Aujourd’hui on passe déjà à l’autre Šeinius laissant la ferveur de jeunesse à côté et abordant des thèmes plus sombres. Pour cette raison je vous présente « Raudonasis tvanas » (Le déluge rouge).
Ce sont les mémoires, écrits toujours en prose vive, qui racontent certains événements de années 1939 – 1940 en Lituanie et décrivent comment la vague de communisme a peu à peu inondé le pays jusqu’à ce que la chute de l’Etat soit devenue inévitable. L’écrivain témoigne de l’angoisse et la crainte qui envahissent la vie du peuple. A ces moments-là, on s’est souvent décidé à partir volontiers pour l’Allemagne en traversant illégalement la frontière fort surveillée au risque d’être fusillé au milieu des champs de blé. Une fois en Allemagne, on pouvait se déplacer plus aisément. C’est ce que l’auteur a fait en effet, trouvant la vie pour un homme d’esprit sous la terreur insupportable.

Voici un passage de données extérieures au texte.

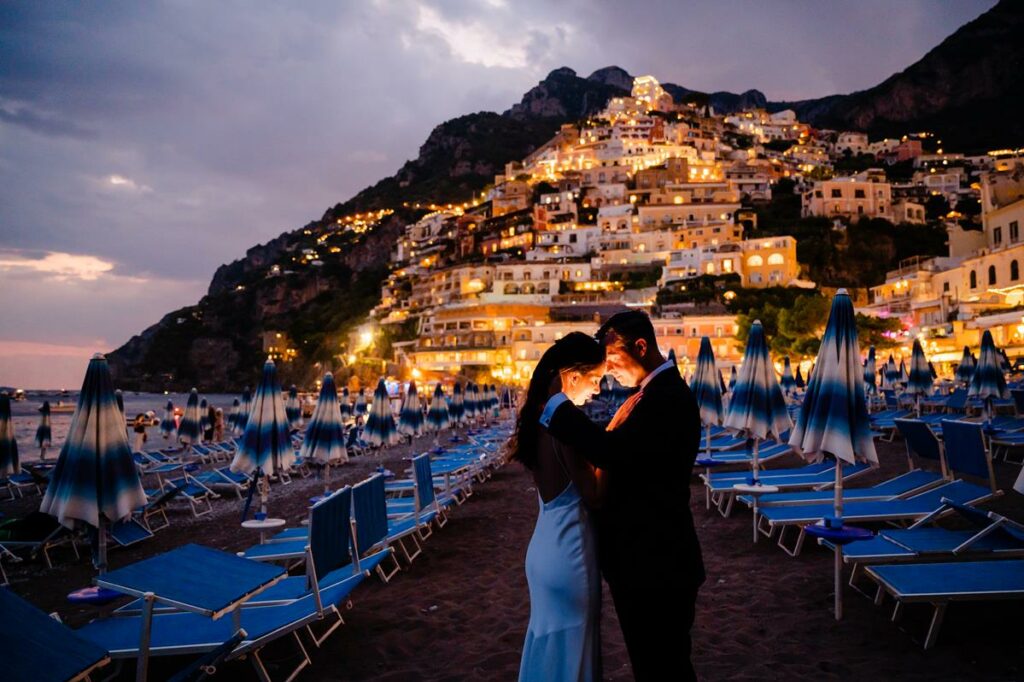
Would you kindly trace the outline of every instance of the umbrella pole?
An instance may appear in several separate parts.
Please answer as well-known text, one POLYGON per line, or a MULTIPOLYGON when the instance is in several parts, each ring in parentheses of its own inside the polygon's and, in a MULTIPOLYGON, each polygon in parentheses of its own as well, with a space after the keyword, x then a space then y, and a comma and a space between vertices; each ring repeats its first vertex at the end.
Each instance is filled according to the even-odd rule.
MULTIPOLYGON (((833 497, 833 512, 836 518, 836 525, 843 523, 843 460, 836 457, 836 484, 833 497)), ((835 543, 835 616, 836 620, 843 618, 843 545, 835 543)))
POLYGON ((753 456, 753 459, 752 459, 754 485, 758 485, 758 484, 761 483, 761 480, 760 480, 760 478, 758 476, 758 469, 760 467, 759 467, 759 465, 757 463, 757 448, 758 448, 758 446, 760 444, 761 444, 761 439, 755 437, 754 438, 754 456, 753 456))
POLYGON ((100 527, 96 529, 96 570, 100 575, 107 572, 107 524, 106 517, 100 514, 100 527))
MULTIPOLYGON (((707 458, 711 459, 711 423, 710 422, 708 422, 708 431, 707 431, 707 433, 708 433, 708 435, 707 435, 707 458)), ((710 481, 711 480, 711 467, 710 466, 704 467, 704 473, 707 474, 708 481, 710 481)), ((705 507, 705 509, 708 509, 708 510, 711 509, 711 486, 710 486, 710 484, 704 486, 704 507, 705 507)))

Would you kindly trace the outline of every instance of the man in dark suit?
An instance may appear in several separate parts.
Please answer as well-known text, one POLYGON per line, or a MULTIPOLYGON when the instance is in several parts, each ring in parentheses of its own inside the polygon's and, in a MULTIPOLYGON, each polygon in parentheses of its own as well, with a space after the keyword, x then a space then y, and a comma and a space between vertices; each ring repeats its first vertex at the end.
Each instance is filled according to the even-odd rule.
POLYGON ((541 424, 603 470, 607 498, 595 514, 601 573, 637 680, 696 679, 690 628, 704 582, 690 514, 690 471, 700 413, 675 364, 658 350, 641 311, 613 315, 598 330, 608 373, 636 386, 608 425, 554 395, 541 424))

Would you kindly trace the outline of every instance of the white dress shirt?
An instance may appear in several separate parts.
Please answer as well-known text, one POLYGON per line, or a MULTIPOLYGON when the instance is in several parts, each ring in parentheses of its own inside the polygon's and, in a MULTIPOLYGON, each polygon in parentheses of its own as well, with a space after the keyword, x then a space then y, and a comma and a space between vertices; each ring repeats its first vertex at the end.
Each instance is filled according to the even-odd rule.
MULTIPOLYGON (((644 390, 647 387, 647 384, 651 383, 651 379, 653 379, 655 376, 665 371, 669 367, 675 367, 675 363, 672 362, 672 360, 666 360, 665 362, 655 367, 654 370, 651 371, 650 374, 645 376, 643 380, 640 382, 640 390, 644 390)), ((551 424, 551 418, 555 416, 555 410, 557 410, 559 406, 568 399, 569 396, 567 396, 565 393, 556 393, 550 398, 548 398, 548 402, 545 403, 544 405, 544 411, 540 413, 540 425, 547 428, 551 424)))

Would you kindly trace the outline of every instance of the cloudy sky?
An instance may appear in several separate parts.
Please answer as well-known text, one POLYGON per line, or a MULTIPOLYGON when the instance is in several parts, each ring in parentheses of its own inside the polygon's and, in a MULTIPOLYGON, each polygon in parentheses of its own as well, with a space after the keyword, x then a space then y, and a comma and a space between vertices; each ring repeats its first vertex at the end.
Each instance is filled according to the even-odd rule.
POLYGON ((76 388, 91 353, 197 301, 219 264, 559 66, 818 97, 993 4, 0 4, 0 385, 76 388))

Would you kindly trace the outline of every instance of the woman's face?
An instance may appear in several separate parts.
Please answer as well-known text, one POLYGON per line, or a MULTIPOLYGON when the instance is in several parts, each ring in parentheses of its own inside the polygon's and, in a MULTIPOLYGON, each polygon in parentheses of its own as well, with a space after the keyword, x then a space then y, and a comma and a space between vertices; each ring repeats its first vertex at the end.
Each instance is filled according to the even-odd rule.
POLYGON ((575 369, 562 371, 562 392, 575 405, 582 405, 601 390, 601 377, 604 376, 604 363, 589 372, 575 369))

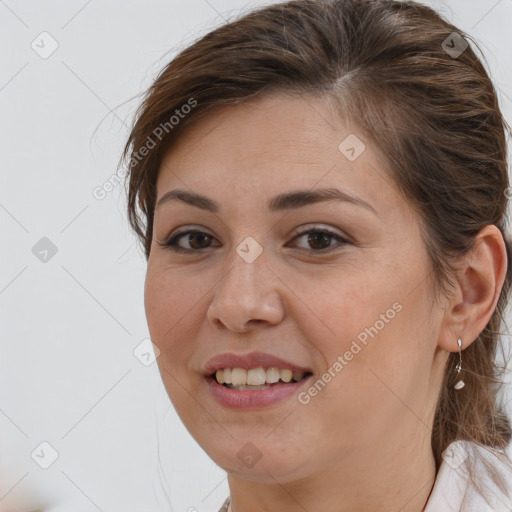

Etant à la fois un diplomate et compétent en diverses langues, il se rend en Scandinavie où il écrit Le déluge rouge en suédois en six semaines. Les années suivantes voient son oeuvre publiée par d'autres pays scandinaves. Ce n’est qu’en 1953 qu'elle est traduite en lituanien à New York et ce n’est qu’en 1990 qu’elle est publiée en Lituanie.
Il faut tout de même attirer l’attention sur le titre de cette oeuvre. Il compend certainement deux notions bien connues : 1) Le Déluge (un mythe d’inondation totale répandu dans de nombreuses cultures) 2) L’Armée rouge (l'armée de l’Union soviétique jusqu’à 1946, faisant référence invariablement au sang).
A la fin de ces mémoires l’auteur a laissé un espoir que nous réalisons toujours.